The treatment consists in the application of the milder parasiticides, the disease rarely proving obstinate. In exceptional cases, where the affection is persistent, it will sometimes be found that the general nutrition is below the standard; and in such instances constitutional remedies of a tonic nature, as cod-liver oil, iron, quinine, and arsenic, are serviceable. In children the skin is delicate and strong remedies are not well borne; nor are they, as a rule, necessary. The parts should be first washed with soap and water, and then the remedial applications made; the lotion or ointment should be applied two or three times daily. If a lotion, it should be dabbed on thoroughly; if an ointment, it should be thoroughly rubbed into the patches. The sulphite or hyposulphite of sodium, in lotion or ointment form, a drachm to the ounce; sulphurous acid, full strength or diluted; ammoniated mercury, thirty to sixty grains to the ounce of lard or vaseline; corrosive sublimate, two to four grains to an ounce of alcohol or water; an ointment of sulphur, a drachm or two to the ounce; tar ointment, a drachm or two to the ounce; carbolic acid, ten to thirty grains to the ounce of water or lard,—are all parasiticides of value which may be employed in this disease. In obstinate cases chrysarobin, five to thirty grains to the ounce of lard, may be cautiously used, or it may be applied in collodion or gutta-percha solution, 5 to 10 per cent. strength. In tinea circinata cruris applications such as the above, but stronger, are serviceable. R. W. Taylor speaks well of a solution of corrosive sublimate in tincture of benzoin, two to four grains to the ounce, painted over the parts.

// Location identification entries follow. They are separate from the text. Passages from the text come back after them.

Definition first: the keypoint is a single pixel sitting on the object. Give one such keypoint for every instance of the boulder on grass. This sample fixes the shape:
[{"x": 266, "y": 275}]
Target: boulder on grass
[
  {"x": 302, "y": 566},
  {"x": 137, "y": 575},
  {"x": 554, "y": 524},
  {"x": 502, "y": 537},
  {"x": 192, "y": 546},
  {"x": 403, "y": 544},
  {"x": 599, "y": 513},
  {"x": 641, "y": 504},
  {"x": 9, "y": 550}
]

The chrysarobin ointment or solution already mentioned may also be especially referred to. Hebra's modification of Wilkinson's ointment (see Scabies for formula) is useful in these cases. In tinea trichophytina unguium the nail should be pared or scraped, and one of the parasiticides applied.

TINEA TONSURANS.—Tinea tonsurans, or ringworm of the scalp, is characterized by circular or irregularly-shaped, variously-sized, scaly, more or less bald patches, showing the hair to be diseased and usually broken off close to the scalp. It is met with in children, especially in those under the age of twelve years; it is rarely seen after puberty. It begins as one or more small, round, erythematous, scaly spots, which may be minutely papulo-vesicular or vesicular about the periphery. Soon by peripheral growth typical circular patches of various sizes are formed, averaging about an inch in diameter. More or less itching is usually complained of. A typical patch is circumscribed, slightly elevated, reddish, grayish or slate-colored, with more or less scaling, usually thin or bran-like in character, with the hairs broken off close to the scalp. The color varies with the complexion of the individual; in marked blondes it has usually an inflammatory tint, while in those of dark hair and skin it is bluish-gray or the color of slate. The hairs on the affected areas are involved early in the disease, becoming lustreless, dry, brittle, twisted, breaking off close to the skin, with their free extremities ragged and uneven, having a gnawed or nibbled look. They are easily extracted, or often break off within the follicles, appearing then as blackish dots. A variable degree of baldness occurs, which, however, is rarely permanent. In some instances the patch is non-inflammatory and free of scales, the loss of hair, which is more or less complete, taking place rapidly, such cases bearing resemblance to alopecia areata. As a rule, several patches varying in duration and size are present. They may remain discrete, or coalesce and form irregular areas. The vertex and parietal regions are favorite localities, although any region of the scalp may be invaded. It is not uncommon to see patches of the disease on the non-hairy portions of the body at the same time.